L’an dernier, nous avons proposé que quiconque le souhaite puisse exposer son travail, là où il en est de sa question, à condition qu’elle ait trait à la psychanalyse. Plusieurs groupes de travail de la région Toulousaine ont exposé leur recherche et leur cheminement ; des professionnels, psychologues, éducateurs, enseignants guidés par la psychanalyse, ont fait part de leurs questions concernant la rencontre avec des enfants, des adultes, leur rôle dans les institutions. Est apparue la question de la place de la psychanalyse dans la cité. Pourquoi avoir choisi « Le temps de la communauté » pour annoncer cette offre d’échange ?
Y présidait l’idée d’un moment où chacun va à la mesure commune autant qu’il le peut. Que les personnes désireuses d’échange se retrouvent et puis se dispersent – en un groupe aux limites variables. Dans l’échange s’inclut la contradiction. L’an dernier, il ya eu des moments où le travail des autres s’est déployé en trois dimensions, où la transmission de l’expérience des autres a débordé le registre abstrait et où un enthousiasme signalait un transfert de travail. Comment éviter la communauté basée sur un mythe fondateur ? Le mythe détient la force poétique d’un peuple, le héro fait communier la communauté. Cela s’interrompt quand nous savons que c’est du mythe (voir Claude Lévi-Strauss, « L’homme nu »). Relire les textes Freudiens sur la horde (« Totem et Tabou ») et sur la psychologie des foules ? Comment éviter le phénomène bien connu des réunions de service : « se tenir chaud » ?
Pour avancer, je me suis adressée à deux philosophes, Jean-Luc Nancy (« La Communauté désoeuvrée » ; Christian Bourgeois, 2004 (1983)) et à Maurice Blanchot, qui répond à Jean-Luc Nancy (« La communauté inavouable », Paris, Minuit, 1983). Ils sont philosophes et non pas psychanalystes. J’abrège leur pensée à ma façon.
Voyons d’abord Jean-Luc Nancy.
Le premier pas est la perte de l’intimité communautaire dans la société du 20ème siècle. Cette perte d’intimité produit le sujet solitaire. (Il en va également de la mort de Dieu sur le plan spirituel.) Cette perte d’intimité produit le citoyen d’une libre communauté souveraine. La communauté perdue (la famille, la fraternité, l’amour), le divin se retire de l’immanent (le frère devient dieu abscons), la communion est retirée de la communauté (Nancy, p. 29 et 33).

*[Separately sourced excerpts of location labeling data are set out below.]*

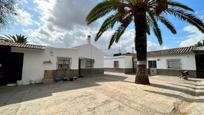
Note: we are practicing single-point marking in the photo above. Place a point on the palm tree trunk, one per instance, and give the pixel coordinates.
(141, 48)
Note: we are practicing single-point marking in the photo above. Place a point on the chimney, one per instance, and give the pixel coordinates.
(89, 39)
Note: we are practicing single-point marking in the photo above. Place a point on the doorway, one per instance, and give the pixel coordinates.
(11, 65)
(200, 65)
(152, 67)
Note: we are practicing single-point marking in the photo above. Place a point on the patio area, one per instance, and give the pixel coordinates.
(112, 94)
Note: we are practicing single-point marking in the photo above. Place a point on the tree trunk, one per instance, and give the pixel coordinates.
(141, 48)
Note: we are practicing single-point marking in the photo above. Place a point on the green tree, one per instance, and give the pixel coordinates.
(200, 43)
(145, 14)
(7, 9)
(16, 38)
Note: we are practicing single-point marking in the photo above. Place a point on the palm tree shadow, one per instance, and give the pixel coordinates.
(183, 90)
(13, 95)
(177, 96)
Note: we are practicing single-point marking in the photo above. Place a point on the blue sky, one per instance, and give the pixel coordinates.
(61, 23)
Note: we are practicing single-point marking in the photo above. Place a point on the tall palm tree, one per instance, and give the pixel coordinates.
(7, 8)
(16, 38)
(145, 14)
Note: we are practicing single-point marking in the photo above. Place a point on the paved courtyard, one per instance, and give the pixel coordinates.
(109, 94)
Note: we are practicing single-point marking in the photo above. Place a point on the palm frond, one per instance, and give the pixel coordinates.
(179, 5)
(168, 24)
(190, 18)
(156, 28)
(108, 23)
(102, 9)
(116, 36)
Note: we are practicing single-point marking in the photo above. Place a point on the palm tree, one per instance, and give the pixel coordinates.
(16, 38)
(200, 43)
(145, 14)
(7, 8)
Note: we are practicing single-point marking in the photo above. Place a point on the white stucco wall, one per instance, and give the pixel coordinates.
(124, 61)
(33, 66)
(187, 61)
(90, 51)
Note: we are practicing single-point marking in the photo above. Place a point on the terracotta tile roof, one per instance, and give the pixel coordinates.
(175, 51)
(20, 45)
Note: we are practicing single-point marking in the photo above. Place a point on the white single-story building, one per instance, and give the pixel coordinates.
(163, 62)
(26, 63)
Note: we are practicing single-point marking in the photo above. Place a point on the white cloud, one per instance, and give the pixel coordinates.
(23, 17)
(63, 25)
(194, 36)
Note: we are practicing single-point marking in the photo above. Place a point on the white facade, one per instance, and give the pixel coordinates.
(124, 62)
(34, 66)
(188, 61)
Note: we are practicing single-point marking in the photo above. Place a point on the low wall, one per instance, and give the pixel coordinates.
(175, 72)
(159, 71)
(120, 70)
(50, 74)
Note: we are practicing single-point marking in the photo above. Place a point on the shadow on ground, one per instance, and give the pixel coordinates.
(13, 95)
(177, 96)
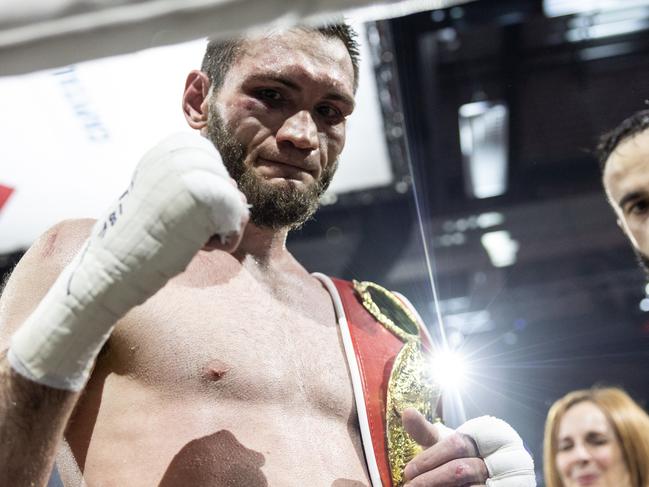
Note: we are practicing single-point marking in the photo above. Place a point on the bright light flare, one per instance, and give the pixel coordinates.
(450, 369)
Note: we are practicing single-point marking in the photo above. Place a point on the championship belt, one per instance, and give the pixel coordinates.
(388, 351)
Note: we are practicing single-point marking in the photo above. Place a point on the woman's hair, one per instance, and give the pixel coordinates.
(628, 420)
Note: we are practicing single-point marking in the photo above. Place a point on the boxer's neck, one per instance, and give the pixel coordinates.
(262, 245)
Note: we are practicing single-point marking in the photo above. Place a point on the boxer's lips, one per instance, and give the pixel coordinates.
(284, 169)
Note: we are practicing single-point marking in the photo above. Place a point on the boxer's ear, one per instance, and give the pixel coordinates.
(195, 104)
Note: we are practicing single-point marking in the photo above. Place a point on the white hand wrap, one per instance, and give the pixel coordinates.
(180, 196)
(508, 462)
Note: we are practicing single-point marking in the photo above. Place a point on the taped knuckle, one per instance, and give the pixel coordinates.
(467, 471)
(460, 446)
(510, 462)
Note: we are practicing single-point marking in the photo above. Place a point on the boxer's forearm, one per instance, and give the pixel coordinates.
(32, 421)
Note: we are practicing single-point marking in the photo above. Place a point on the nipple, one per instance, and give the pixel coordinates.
(215, 370)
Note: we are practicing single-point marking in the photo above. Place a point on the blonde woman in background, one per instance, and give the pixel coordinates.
(598, 438)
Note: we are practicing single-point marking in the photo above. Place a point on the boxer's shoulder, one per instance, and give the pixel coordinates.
(37, 270)
(60, 242)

La perte est constitutive de la communauté elle-même. Par la mort, la communauté se révèle ( ibid, page 39). Jean-Luc Nancy retrace l’oeuvre de Georges Bataille. Sa mort est impossible à symboliser pour le sujet. La communauté base sur cette impossibilité en tant qu’elle consiste du « hors-de » des sujets qui la composent. La conscience de soi s’avère être hors du soi de la conscience ( ibid, page
52). Nous reconnaissons dans ces notions « l’ek-sistence » chère à Jacques Lacan. (Encore que Lacan situe la mort plutôt du côté du « trou » symbolique. Voyez le dessin topologique à la fin de « La Troisième », où Lacan inscrit la mort sur le champ du Symbolique, voisin de l’inconscient, hors sens, hors Jouissance phallique et hors « a ».) Ici, le discours philosophique ne fait pas de distinction entre le « moi » et le « sujet de l’inconscient ». Ce que la communauté me révèle, en me présentant ma naissance et ma mort, c’est mon existence hors de moi ( Nancy, p.68). L’impossibilité de faire oeuvre de la mort, veut dire dans ce contexte, qu’une communauté est la présentation à ses membres de leur vérité mortelle – on ne peut pas faire oeuvre de la mort – d’où la communauté « désoeuvrée »(p.43). Cette part non reconnue par le sujet, sa finitude, donne une identité négative mais spéculaire à l’objet, une extériorité sans altérité (p.62 ; des parts du « moi » projetées ? de l’objet « a » ?). Nous trouvons ici la distinction entre le « moi » qui est fait de méconnaissance, de dénégation et de projection (le moi d’essence paranoïaque) et le sujet de l’inconscient, notion lacanienne, lieu du savoir inconscient. L’individu est infini, sa limite ne le concerne pas, il rejette l’idée de sa finitude. Ce registre rejeté lui est révélé par la communauté, même s’il ne sait rien faire de la mort d’un autre. Chez Nancy, pour résumer, la mort est impossible à symboliser, la communauté base sur cette impossibilité en tant qu’elle consiste du « hors-de » des sujets qui la composent. C’est une expérience qui nous fait être. Ce que la communauté me révèle, en me présentant ma naissance et ma mort, c’est mon existence hors de moi (Nancy, p.68). Et c’est cet « hors de moi » qu’il s’agit de saisir.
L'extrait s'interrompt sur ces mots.